Introduction of Changes to the Hague System for the International Registration of Industrial Designs
At its recent session, which took place in Geneva in September/October, the Assembly of the Hague Union approved a number of changes to the administration of the Hague system. The changes will come into effect on January 1, 2008.
Simplification of the Fee Structure
Firstly, there has been a simplification of the fee structure, to the extent that the distinction between reproductions to be published in black and white and reproductions to be published in color has been eliminated, and as from January 1, 2008, there will be a single fee per reproduction, fixed at 17 Swiss francs. The fee per page (where the reproductions are submitted on paper) will remain unchanged, but this fee may be circumvented by filing the application through the e-filing facility that the International Bureau will make available early in 2008.
Revision of the Standard Fee Structure
Secondly, there has been a revision of the standard fee structure. It will be recalled that an international application is subject to the payment of a standard designation fee in respect of each designated Contracting Party that has not made an individual fee declaration.
Apart from the case of an intergovernmental organization, the possibility of making an individual fee declaration is open only to States whose Office carries out of an ex officio novelty examination.
In order to better reflect the nuances that exist between minimal formality examination and ex officio novelty examination, the Hague Assembly has approved an amendment of Rule 12(1)(a)(ii) and (iii) of the Common Regulations under the Hague system, along with a consequential amendment of the Schedule of Fees, for the purpose of introducing three different levels of the standard designation fee, as follows:
– level one, for Contracting Parties whose Office does not carry out examination on substantive grounds;
– level two, for Contracting Parties whose Office carries out examination on substantive grounds other than novelty (for example, on issues such as the definition of a design, public order and morality, or the protection of State emblems);
– level three, for Contracting Parties whose Office carries out examination on substantive grounds, including a limited examination as to novelty (for example, an examination as to local novelty only, when the criterion for the validity of the design right is worldwide novelty), or examination as to novelty following opposition by third parties.
The application of levels two or three will be dependent on the making of a declaration by Contracting Parties, indicating the level of examination carried out by their Office. Otherwise, level one will apply by default. This requirement of a declaration will ensure that users are aware of the precise level of standard designation fee applicable in respect of any given Contracting Party. The making of any such declaration (which could not take effect before April 1st, 2008) will be announced on the WIPO webpage http://www.wipo.int/hague/en/ under ‘Information Notices’
Reduction of Fees for Applicants from Least Developed Countries (LDCs)
Lastly, in order to improve the ability of design creators from LDCs to benefit from the Hague system, the Hague Assembly approved an amendment to the Schedule of Fees, reducing the filing costs for applicants from LDCs.
The listing of countries as ‘least developed’ is established by the General Assembly of the United Nations on the recommendation of the Economic and Social Council (ECOSOC) and on the advice of the Committee for Development Policy (CDP). The list is reviewed every three years and may be consulted on the UN and WIPO websites (http://www.un.org/special-rep/ohrlls/ldc/list.htm and www.wipo.int/ldcs/en/country).

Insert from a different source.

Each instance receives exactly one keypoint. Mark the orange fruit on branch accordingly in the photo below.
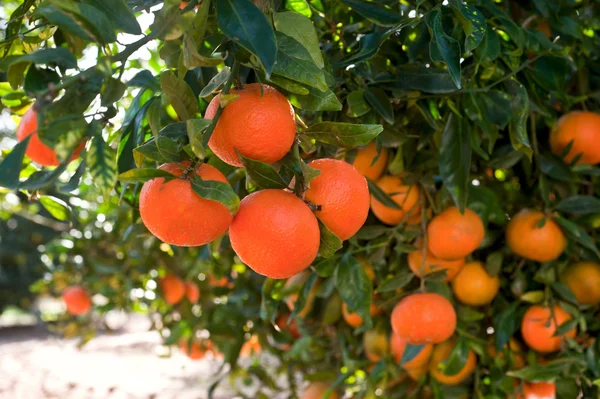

Apart from the individual fees which a Contract Party may elect to receive, the amendment will consist of a reduction to 10% of the regular amounts of all the fees prescribed in the Schedule of Fees under the Hague system, rounded to the nearest full figure, for ease of administration, and will come into effect on January 1, 2008. The reduction will be offered to all applicants – whether natural persons or legal entities – whose sole entitlement to file an international application for industrial design protection under the Hague Agreement is a connection with an LDC, in accordance with the list established by the United Nations. If there are several applicants, each will be required to fulfill such criterion.
With respect to the payment of individual fees by design applicants from LDCs, the Assembly of the Hague Union also approved the text of a recommendation intended to encourage Contracting Parties that make, or have made, an individual fees declaration, to indicate that for international applications filed by applicants whose sole entitlement is a connection with an LDC, in accordance with the list established by the United Nations, the individual fee payable with respect to their designation is reduced to 10% of the fixed amount (also rounded, where appropriate, to the nearest full figure).
Further more detailed information on the above matters may be found on the WIPO webpage http://www.wipo.int/hague/en/ under ‘Information Notices’.
Accession to the Geneva Act by the European Community
Finally, WIPO is pleased to be able to inform users of the Hague system that on September 24, 2007, the Council of the European Union deposited with the Director General the instrument of accession of the European Community to the Geneva (1999) Act of the Hague Agreement. The 1999 Act will enter into force with respect to the European Community on January 1, 2008.
The entry into force of the accession by the European Community will also coincide with the introduction by the International Bureau of WIPO of an e-filing facility for Hague users.